On February 17 2013 07:58 Boucot wrote: I have a question about the way the results are updated on the website. Because I was amazed by how fast the results of Francophone Championship Season 2 were considered this afternoon. Did someone submitted them ?
And a second related question : when someine submit you a result, do you add them manually ?
I think that was just kiekaboe being really fast. (No guarantees for the future.)
When someone non-admin submits games, we have to review them before they are properly added, yes.
Would it be possible for you to implement byes into the single elimination bracket prediction? Like if you write # or BYE or something. The ESF IPL6 seeding tourney going on at the moment, for example, has 7 players with one receiving a first round bye. Lots of other tourneys like the IEMs do it too, with 12-man playoffs.
In the case of 12-man, I assume you would format it like this:
Seed 1 BYE Seed 8 Seed 9
Seed 4 BYE Seed 5 Seed 12
Seed 2 BYE Seed 7 Seed 10
Seed 3 BYE Seed 6 Seed 11
Thus giving you:
1 vs. (8 vs. 9) 4 vs. (5 vs. 12) 2 vs. (7 vs. 10) 3 vs. (6 vs. 11)

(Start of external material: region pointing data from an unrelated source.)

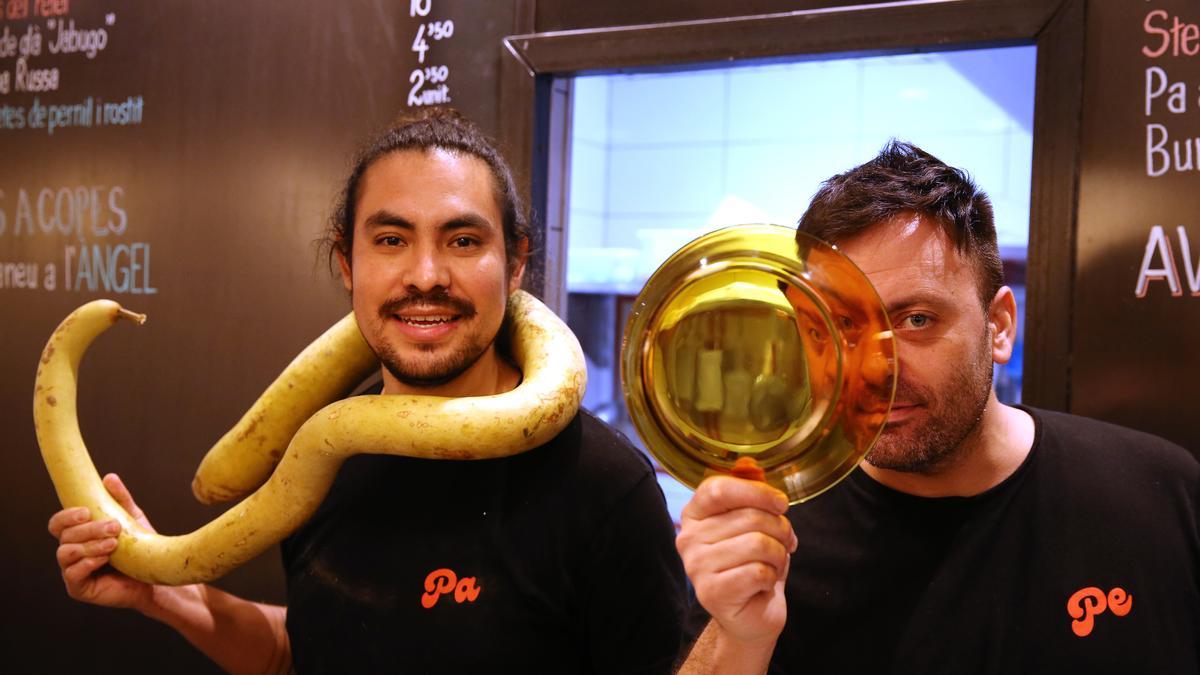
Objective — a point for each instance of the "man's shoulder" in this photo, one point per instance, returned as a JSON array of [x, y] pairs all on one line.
[[605, 449], [1086, 438]]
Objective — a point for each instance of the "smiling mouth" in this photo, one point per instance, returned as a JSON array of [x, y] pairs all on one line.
[[427, 321]]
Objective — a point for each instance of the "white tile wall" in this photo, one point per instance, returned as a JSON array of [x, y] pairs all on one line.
[[664, 150]]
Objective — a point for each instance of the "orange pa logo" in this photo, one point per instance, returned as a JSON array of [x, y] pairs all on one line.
[[1089, 603], [442, 581]]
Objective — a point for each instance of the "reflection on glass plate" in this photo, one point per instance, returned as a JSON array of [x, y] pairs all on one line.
[[759, 352]]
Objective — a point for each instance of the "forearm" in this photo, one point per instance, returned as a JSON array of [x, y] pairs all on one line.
[[238, 634], [717, 652]]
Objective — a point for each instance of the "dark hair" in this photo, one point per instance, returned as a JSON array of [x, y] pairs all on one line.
[[432, 127], [903, 179]]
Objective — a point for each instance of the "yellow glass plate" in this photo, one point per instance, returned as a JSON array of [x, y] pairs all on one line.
[[760, 352]]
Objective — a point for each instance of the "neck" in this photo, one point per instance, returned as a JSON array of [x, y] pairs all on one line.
[[487, 376], [990, 453]]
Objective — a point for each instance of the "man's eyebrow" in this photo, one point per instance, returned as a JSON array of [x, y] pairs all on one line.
[[387, 219], [466, 221], [463, 221], [918, 298]]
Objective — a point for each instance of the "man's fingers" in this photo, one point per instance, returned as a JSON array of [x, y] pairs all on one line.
[[739, 521], [71, 554], [744, 549], [77, 575], [117, 488], [90, 531], [720, 494], [66, 518], [736, 586]]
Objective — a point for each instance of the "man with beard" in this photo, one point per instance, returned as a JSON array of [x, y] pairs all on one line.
[[978, 537], [557, 560]]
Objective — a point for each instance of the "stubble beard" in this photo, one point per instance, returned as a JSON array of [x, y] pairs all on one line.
[[429, 369], [953, 416]]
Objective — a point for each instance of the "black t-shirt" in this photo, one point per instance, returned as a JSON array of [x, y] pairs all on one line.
[[1098, 520], [557, 560]]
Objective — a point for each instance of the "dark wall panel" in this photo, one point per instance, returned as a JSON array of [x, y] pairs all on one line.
[[568, 15], [1134, 357]]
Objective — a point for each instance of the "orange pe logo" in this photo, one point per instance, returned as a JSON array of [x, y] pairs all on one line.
[[1089, 603], [442, 581]]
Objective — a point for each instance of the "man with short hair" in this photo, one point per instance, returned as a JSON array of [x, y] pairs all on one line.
[[978, 537], [557, 560]]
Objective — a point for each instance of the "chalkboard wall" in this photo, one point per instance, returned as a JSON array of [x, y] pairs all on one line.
[[183, 157]]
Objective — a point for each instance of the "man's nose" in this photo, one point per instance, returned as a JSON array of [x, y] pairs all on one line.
[[426, 269]]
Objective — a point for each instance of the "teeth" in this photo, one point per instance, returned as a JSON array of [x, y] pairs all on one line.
[[426, 320]]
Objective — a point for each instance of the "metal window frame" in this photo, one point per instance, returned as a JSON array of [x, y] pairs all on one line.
[[535, 71]]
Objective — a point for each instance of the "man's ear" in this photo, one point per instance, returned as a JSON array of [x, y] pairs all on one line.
[[1002, 322], [522, 256], [345, 264]]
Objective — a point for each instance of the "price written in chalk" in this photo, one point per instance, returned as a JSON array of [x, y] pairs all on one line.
[[430, 76], [430, 83]]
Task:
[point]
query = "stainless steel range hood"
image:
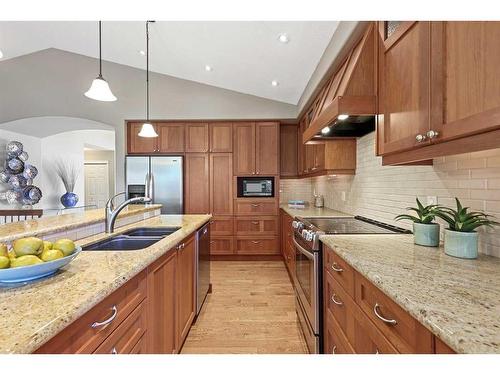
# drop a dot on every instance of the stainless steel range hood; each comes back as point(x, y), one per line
point(347, 104)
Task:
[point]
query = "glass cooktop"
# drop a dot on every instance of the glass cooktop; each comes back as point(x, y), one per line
point(352, 225)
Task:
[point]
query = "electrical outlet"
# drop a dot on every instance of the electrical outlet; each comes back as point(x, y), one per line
point(431, 200)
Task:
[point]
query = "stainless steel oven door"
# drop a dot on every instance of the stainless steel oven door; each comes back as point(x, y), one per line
point(307, 287)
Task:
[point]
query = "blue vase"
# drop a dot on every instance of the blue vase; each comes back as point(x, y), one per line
point(69, 199)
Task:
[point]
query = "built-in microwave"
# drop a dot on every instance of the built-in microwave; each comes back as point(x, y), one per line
point(255, 187)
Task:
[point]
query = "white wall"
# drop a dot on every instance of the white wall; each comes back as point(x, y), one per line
point(68, 146)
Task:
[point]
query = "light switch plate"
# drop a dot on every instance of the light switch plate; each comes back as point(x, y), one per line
point(431, 199)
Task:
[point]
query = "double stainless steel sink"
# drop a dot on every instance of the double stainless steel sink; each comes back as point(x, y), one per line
point(133, 239)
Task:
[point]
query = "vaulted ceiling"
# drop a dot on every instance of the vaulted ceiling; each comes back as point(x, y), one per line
point(244, 56)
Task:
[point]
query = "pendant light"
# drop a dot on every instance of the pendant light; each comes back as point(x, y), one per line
point(99, 90)
point(147, 129)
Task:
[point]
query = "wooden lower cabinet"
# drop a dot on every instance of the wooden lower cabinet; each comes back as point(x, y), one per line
point(162, 304)
point(353, 310)
point(151, 313)
point(185, 288)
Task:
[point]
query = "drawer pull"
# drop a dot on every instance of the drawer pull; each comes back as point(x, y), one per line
point(336, 267)
point(107, 321)
point(338, 303)
point(388, 321)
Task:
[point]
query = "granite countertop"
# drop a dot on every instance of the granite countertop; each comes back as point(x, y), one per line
point(34, 313)
point(51, 224)
point(456, 299)
point(311, 211)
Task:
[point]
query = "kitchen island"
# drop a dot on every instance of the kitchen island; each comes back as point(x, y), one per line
point(34, 313)
point(457, 300)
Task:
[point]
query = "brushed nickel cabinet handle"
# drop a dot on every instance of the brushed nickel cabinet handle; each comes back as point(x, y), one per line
point(385, 320)
point(338, 303)
point(114, 311)
point(336, 267)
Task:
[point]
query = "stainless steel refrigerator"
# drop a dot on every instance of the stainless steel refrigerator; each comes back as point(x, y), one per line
point(159, 177)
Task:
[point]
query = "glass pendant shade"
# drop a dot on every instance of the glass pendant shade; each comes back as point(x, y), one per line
point(99, 90)
point(147, 131)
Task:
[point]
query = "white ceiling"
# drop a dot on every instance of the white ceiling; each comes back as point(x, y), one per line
point(245, 56)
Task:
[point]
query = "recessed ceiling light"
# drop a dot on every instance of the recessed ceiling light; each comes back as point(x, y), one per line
point(283, 38)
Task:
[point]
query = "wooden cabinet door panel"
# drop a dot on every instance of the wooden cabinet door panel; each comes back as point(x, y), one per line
point(244, 148)
point(256, 207)
point(196, 137)
point(404, 88)
point(465, 60)
point(162, 304)
point(170, 137)
point(127, 335)
point(139, 145)
point(221, 184)
point(267, 148)
point(257, 246)
point(221, 226)
point(197, 197)
point(185, 289)
point(221, 137)
point(221, 245)
point(288, 150)
point(81, 337)
point(405, 333)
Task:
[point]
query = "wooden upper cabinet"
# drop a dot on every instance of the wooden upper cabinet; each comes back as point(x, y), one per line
point(185, 288)
point(161, 305)
point(139, 145)
point(465, 78)
point(197, 200)
point(404, 86)
point(196, 137)
point(170, 137)
point(244, 148)
point(221, 137)
point(288, 150)
point(221, 184)
point(267, 148)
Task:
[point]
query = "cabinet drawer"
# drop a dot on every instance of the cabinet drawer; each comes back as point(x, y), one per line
point(89, 331)
point(127, 335)
point(257, 246)
point(367, 339)
point(221, 245)
point(340, 270)
point(256, 207)
point(403, 331)
point(256, 225)
point(221, 226)
point(338, 303)
point(335, 340)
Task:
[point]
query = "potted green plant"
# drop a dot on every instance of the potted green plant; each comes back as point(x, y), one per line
point(461, 238)
point(425, 231)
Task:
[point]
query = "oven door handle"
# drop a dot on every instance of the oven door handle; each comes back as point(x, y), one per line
point(308, 254)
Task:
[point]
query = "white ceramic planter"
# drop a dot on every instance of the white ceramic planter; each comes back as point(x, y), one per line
point(426, 234)
point(461, 244)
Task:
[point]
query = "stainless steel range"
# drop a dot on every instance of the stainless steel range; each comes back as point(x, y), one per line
point(309, 263)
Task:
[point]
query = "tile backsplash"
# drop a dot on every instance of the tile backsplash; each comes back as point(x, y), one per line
point(383, 192)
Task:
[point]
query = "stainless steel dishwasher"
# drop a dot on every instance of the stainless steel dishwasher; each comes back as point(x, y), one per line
point(202, 265)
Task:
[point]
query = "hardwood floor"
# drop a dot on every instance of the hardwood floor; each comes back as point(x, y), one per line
point(251, 310)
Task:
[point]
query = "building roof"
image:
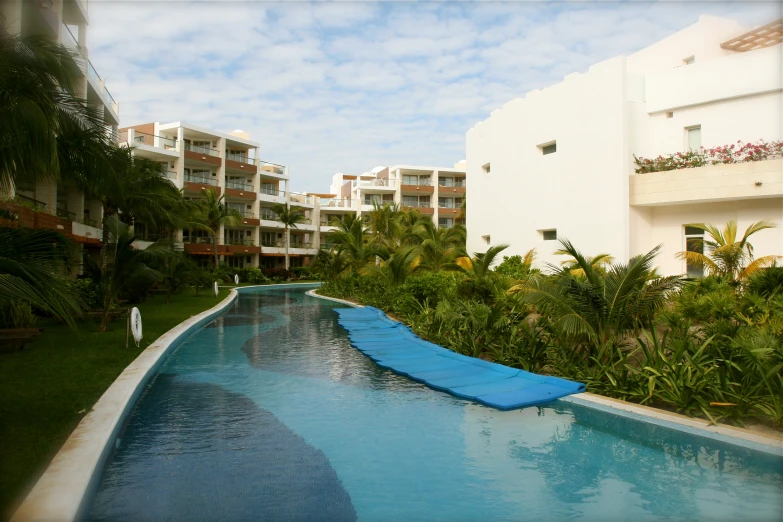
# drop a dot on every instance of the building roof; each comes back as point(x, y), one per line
point(764, 36)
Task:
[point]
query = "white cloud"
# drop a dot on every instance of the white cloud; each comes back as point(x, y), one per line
point(330, 87)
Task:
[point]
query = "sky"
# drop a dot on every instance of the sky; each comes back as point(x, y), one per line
point(331, 87)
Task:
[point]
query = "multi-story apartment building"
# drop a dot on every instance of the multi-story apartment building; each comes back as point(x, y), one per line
point(559, 163)
point(58, 205)
point(197, 159)
point(438, 192)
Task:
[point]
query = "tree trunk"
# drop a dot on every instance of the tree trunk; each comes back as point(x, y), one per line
point(287, 241)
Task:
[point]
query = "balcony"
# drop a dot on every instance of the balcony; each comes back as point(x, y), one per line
point(202, 155)
point(99, 86)
point(137, 138)
point(241, 163)
point(199, 183)
point(382, 183)
point(243, 193)
point(424, 208)
point(267, 168)
point(711, 183)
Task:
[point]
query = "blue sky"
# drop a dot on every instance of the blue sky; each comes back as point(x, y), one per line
point(347, 86)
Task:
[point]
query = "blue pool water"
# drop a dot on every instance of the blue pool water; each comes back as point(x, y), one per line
point(268, 413)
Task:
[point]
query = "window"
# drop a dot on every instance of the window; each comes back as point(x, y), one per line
point(694, 242)
point(694, 137)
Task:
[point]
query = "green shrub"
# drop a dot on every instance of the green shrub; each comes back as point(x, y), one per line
point(17, 314)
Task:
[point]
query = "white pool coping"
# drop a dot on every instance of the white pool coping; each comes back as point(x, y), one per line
point(699, 427)
point(61, 491)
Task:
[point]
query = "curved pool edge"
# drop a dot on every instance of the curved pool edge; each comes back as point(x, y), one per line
point(729, 434)
point(59, 493)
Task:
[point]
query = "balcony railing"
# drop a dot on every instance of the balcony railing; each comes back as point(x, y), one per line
point(270, 191)
point(31, 202)
point(68, 38)
point(152, 140)
point(197, 240)
point(242, 158)
point(335, 203)
point(280, 170)
point(200, 179)
point(243, 242)
point(239, 185)
point(451, 183)
point(387, 183)
point(202, 150)
point(61, 212)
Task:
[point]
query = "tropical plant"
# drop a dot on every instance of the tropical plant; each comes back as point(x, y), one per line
point(595, 308)
point(120, 263)
point(33, 264)
point(290, 217)
point(46, 133)
point(724, 254)
point(397, 267)
point(439, 246)
point(212, 214)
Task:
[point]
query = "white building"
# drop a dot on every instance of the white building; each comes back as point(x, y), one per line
point(197, 159)
point(559, 163)
point(437, 192)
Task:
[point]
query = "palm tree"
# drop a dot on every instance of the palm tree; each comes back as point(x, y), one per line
point(394, 270)
point(599, 262)
point(289, 216)
point(351, 240)
point(119, 264)
point(726, 256)
point(384, 225)
point(213, 213)
point(31, 262)
point(440, 246)
point(597, 307)
point(46, 133)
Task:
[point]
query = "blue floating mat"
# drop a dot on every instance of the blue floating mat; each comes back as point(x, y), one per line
point(394, 346)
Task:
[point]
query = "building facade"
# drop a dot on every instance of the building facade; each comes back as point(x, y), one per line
point(559, 163)
point(437, 192)
point(197, 159)
point(57, 205)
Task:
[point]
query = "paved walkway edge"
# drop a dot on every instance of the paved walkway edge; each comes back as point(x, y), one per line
point(72, 475)
point(702, 428)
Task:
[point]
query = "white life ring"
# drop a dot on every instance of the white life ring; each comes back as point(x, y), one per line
point(136, 325)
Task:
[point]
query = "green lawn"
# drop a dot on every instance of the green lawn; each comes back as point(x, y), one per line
point(48, 387)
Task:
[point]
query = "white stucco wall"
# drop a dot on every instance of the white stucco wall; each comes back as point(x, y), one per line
point(600, 119)
point(581, 190)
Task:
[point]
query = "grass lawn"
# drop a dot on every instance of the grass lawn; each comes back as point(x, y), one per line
point(49, 386)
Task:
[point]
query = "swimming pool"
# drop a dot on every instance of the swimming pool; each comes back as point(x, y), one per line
point(269, 413)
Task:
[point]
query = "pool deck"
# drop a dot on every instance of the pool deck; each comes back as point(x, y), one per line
point(752, 439)
point(61, 491)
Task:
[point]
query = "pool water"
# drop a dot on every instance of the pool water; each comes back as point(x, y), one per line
point(268, 413)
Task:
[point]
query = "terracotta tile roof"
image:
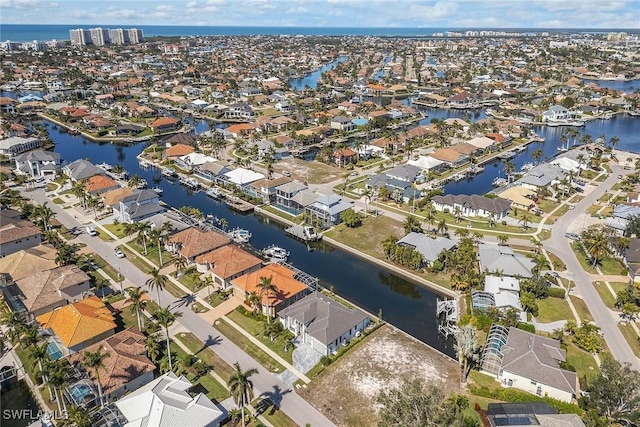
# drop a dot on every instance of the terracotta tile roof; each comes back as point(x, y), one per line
point(179, 150)
point(126, 361)
point(79, 322)
point(228, 261)
point(281, 276)
point(195, 241)
point(99, 182)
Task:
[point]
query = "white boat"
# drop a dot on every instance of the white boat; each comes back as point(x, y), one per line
point(240, 235)
point(276, 253)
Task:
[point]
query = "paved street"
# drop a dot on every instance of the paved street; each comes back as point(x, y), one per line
point(264, 382)
point(560, 245)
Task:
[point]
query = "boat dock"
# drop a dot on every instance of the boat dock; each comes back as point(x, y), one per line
point(306, 233)
point(239, 205)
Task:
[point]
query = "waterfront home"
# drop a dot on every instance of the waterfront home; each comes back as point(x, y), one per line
point(137, 206)
point(167, 401)
point(126, 369)
point(473, 205)
point(632, 259)
point(80, 324)
point(326, 210)
point(81, 169)
point(503, 259)
point(429, 247)
point(557, 113)
point(529, 362)
point(193, 241)
point(38, 163)
point(99, 184)
point(450, 157)
point(290, 289)
point(227, 263)
point(500, 292)
point(323, 323)
point(15, 145)
point(290, 197)
point(16, 233)
point(164, 124)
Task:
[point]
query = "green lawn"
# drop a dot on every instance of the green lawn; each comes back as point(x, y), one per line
point(608, 299)
point(581, 308)
point(247, 346)
point(206, 354)
point(256, 328)
point(272, 414)
point(631, 337)
point(553, 309)
point(583, 362)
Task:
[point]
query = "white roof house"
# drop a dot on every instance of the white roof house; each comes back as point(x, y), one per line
point(243, 176)
point(166, 402)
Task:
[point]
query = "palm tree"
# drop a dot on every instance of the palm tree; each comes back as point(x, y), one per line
point(157, 281)
point(165, 318)
point(241, 387)
point(266, 287)
point(95, 361)
point(138, 304)
point(467, 347)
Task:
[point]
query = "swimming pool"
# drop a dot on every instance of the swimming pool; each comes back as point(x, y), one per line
point(54, 351)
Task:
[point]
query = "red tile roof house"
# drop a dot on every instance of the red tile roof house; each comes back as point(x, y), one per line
point(193, 241)
point(164, 124)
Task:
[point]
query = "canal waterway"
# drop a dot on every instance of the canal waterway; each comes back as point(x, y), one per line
point(404, 304)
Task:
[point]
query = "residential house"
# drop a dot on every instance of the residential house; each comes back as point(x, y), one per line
point(227, 263)
point(326, 210)
point(323, 323)
point(429, 247)
point(15, 145)
point(16, 233)
point(126, 369)
point(164, 124)
point(503, 259)
point(80, 324)
point(99, 184)
point(193, 241)
point(139, 205)
point(38, 163)
point(473, 205)
point(166, 401)
point(290, 289)
point(529, 362)
point(81, 169)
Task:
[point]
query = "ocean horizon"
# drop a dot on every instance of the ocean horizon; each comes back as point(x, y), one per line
point(40, 32)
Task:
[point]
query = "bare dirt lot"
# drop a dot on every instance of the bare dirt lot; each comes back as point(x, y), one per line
point(346, 390)
point(310, 172)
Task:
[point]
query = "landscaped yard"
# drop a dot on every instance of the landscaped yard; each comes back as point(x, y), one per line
point(198, 348)
point(247, 346)
point(256, 328)
point(553, 309)
point(631, 337)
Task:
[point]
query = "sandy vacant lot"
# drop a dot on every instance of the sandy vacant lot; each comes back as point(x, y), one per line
point(346, 391)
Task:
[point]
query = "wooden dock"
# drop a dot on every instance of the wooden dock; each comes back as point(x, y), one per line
point(239, 204)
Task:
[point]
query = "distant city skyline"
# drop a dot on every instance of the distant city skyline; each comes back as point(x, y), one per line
point(594, 14)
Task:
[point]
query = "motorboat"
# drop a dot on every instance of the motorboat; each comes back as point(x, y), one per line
point(276, 253)
point(240, 235)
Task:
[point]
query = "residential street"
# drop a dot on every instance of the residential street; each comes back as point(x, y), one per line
point(560, 245)
point(264, 382)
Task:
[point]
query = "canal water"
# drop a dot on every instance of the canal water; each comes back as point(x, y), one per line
point(404, 304)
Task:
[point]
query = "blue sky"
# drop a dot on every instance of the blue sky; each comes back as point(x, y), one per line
point(330, 13)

Perhaps implementing BYE as a fake player with a rating of 0 in all match-ups?
On February 17 2013 08:27 MCXD wrote: Would it be possible for you to implement byes into the single elimination bracket prediction? Like if you write # or BYE or something. The ESF IPL6 seeding tourney going on at the moment, for example, has 7 players with one receiving a first round bye. Lots of other tourneys like the IEMs do it too, with 12-man playoffs.
Good point, that's another one of those features that the backend code already has but I haven't worked it into the frontend. It's on the list.
In the meantime you can use nemuke as a placeholder. He is currently the lowest ranked player (even counting the inactive ones), and so he will have the least impact. Poor guy. :D
There's no restriction on using the same player more than once, either.
As far as I can tell, putting in a dummy player then going down to the 'update the results' section and giving them a 2-0 win in their first match works too, it turns out. You can then just crop off the dummy player in the little code block you post on the forums too, for cleanliness.